次日一早,下了一夜的雨終究停了。

李大官人衣衫不整,頭發淩亂,兩個黑眼圈跟大熊貓似的,趴著地上喘著粗氣,一看便知被人收拾了,可是他嘴角卻洋溢著令人不寒而栗的賤笑。

紅蓮洗漱完畢後,瞥了他一眼,冷笑道:“賤骨頭,快點起來。

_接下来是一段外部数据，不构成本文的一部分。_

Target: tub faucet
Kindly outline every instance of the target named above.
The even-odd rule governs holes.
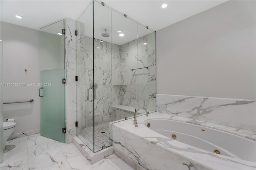
[[[137,123],[137,117],[136,117],[136,113],[138,112],[140,109],[144,110],[146,111],[146,113],[147,114],[147,117],[148,116],[148,112],[145,108],[140,108],[135,109],[135,111],[134,112],[134,120],[133,121],[133,124],[135,125],[135,127],[138,127],[138,123]]]

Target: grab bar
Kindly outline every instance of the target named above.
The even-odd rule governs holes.
[[[29,101],[12,101],[10,102],[4,102],[3,104],[12,104],[12,103],[32,103],[34,102],[33,99],[30,99]]]
[[[138,69],[131,69],[130,70],[137,70],[138,69],[145,69],[145,68],[148,68],[148,67],[142,67],[142,68],[139,68]]]

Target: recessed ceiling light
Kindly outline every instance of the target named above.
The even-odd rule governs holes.
[[[164,4],[162,5],[162,8],[166,8],[167,7],[168,5],[166,4]]]
[[[20,16],[20,15],[15,15],[15,16],[16,17],[16,18],[17,18],[19,19],[22,19],[23,18],[23,17]]]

”

“嘿嘿!”李衛起身笑道:“蓮兒老婆,昨天晚上事……舒服吧……”

“滾……”紅蓮徹底無語了,麵對這種死皮賴臉又打不改的人,隻好任由他去。

李衛坐在梳妝台前,自言自語的說著令人惡心的豪言壯語。紅蓮默默不語,為他梳洗打扮。

錢緊、王巧、嘯天、郭建紅正在一樓大廳中用餐,李衛拉著紅蓮的手,帶著勝利的微笑,走向眾人。

王巧惡狠狠得瞪了李衛一眼,暗罵:登徒子,大淫魔。

李衛不以為然,甚至還向王巧挑眉炫耀。紅蓮見狀,伸出玉手,在他腰間的肥肉上狠狠擰了一下。

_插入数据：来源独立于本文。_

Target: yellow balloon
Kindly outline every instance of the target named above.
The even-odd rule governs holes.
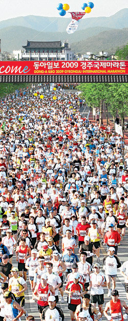
[[[68,4],[64,4],[64,5],[63,5],[62,9],[63,9],[64,10],[66,10],[66,11],[67,11],[67,10],[69,10],[69,8],[70,8],[70,6],[69,5],[68,5]]]
[[[91,12],[91,8],[90,8],[90,7],[86,7],[84,9],[84,11],[86,13],[90,13],[90,12]]]

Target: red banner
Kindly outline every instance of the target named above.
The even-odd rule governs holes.
[[[72,15],[72,19],[74,20],[80,20],[86,14],[86,12],[69,12]]]
[[[128,61],[1,61],[0,75],[128,74]]]

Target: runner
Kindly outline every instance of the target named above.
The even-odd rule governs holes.
[[[59,288],[59,290],[61,296],[61,303],[64,303],[63,287],[63,273],[66,270],[64,262],[59,259],[59,253],[57,251],[53,251],[52,253],[53,258],[51,262],[53,264],[53,272],[57,273],[61,280],[61,285]]]
[[[106,287],[106,281],[105,275],[100,273],[100,265],[95,263],[94,265],[94,273],[90,275],[90,285],[88,290],[91,290],[91,303],[96,306],[97,302],[99,312],[103,314],[102,305],[104,303],[103,287]]]
[[[115,248],[110,247],[108,251],[108,256],[103,257],[103,262],[105,269],[107,287],[109,290],[108,296],[111,295],[111,279],[112,279],[112,290],[116,287],[117,269],[120,268],[121,264],[118,257],[114,255]]]
[[[37,300],[38,310],[40,320],[42,320],[42,313],[44,309],[48,306],[48,298],[51,293],[54,295],[53,287],[47,283],[48,276],[43,274],[40,277],[40,283],[35,287],[33,292],[34,297]]]
[[[12,268],[11,272],[12,277],[9,280],[9,290],[14,293],[20,306],[24,307],[24,292],[27,290],[27,284],[23,277],[18,276],[18,270],[17,268]]]
[[[31,249],[28,245],[26,245],[26,239],[21,237],[19,242],[19,245],[17,246],[15,251],[16,260],[18,263],[18,270],[19,276],[23,276],[23,271],[24,278],[25,281],[27,279],[27,269],[25,267],[26,259],[31,256]]]
[[[65,292],[68,294],[68,309],[72,321],[75,319],[77,306],[81,303],[81,296],[85,293],[84,285],[83,283],[79,282],[79,273],[74,273],[73,281],[68,283],[65,288]]]
[[[112,299],[106,304],[103,313],[108,321],[115,320],[117,318],[123,321],[127,318],[128,308],[125,301],[119,299],[119,292],[117,290],[113,290],[111,293]],[[125,309],[125,314],[123,315],[123,308]],[[108,311],[110,310],[110,315],[108,315]]]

腰間傳來劇烈的疼痛,李衛苦笑道:“嗬嗬,吃飯吧,趁早上涼快,多趕些路。”

李衛與紅蓮入座後,李衛殷勤的為紅蓮加了一塊雞肉。

“蓮兒,你身子虛,吃點雞肉補一補!”李衛笑眯眯的說道。那恩愛的場景讓人看了一陣惡寒。

“來,在吃一塊,香腸,美容!”

紅蓮被他體貼關懷得汗毛都豎起來了,忍不住打了個寒噤道:“我又不是小孩子,還用你關照?吃你自己的。”

李衛一本正經的點頭道:“還有,多喝點湯,為了我們下一代……”

“嗷……,輕點輕點,肉快掉了……”李衛咧著嘴,求饒道。

眾人見狀,含笑不語,心說:還真是一個賤骨頭。

吃過早飯,眾人啟程上路,一名青衣小廝見狀,快步來到二樓一間客房。

“慌慌張張,什麽事?”屋中男子不悅道。

“大人,他們走了。”小廝聞言一怔,有些膽怯的說道。

“恩,小森,下去準備飯菜。”

“是!”名叫小森的青衣小廝拱手退下。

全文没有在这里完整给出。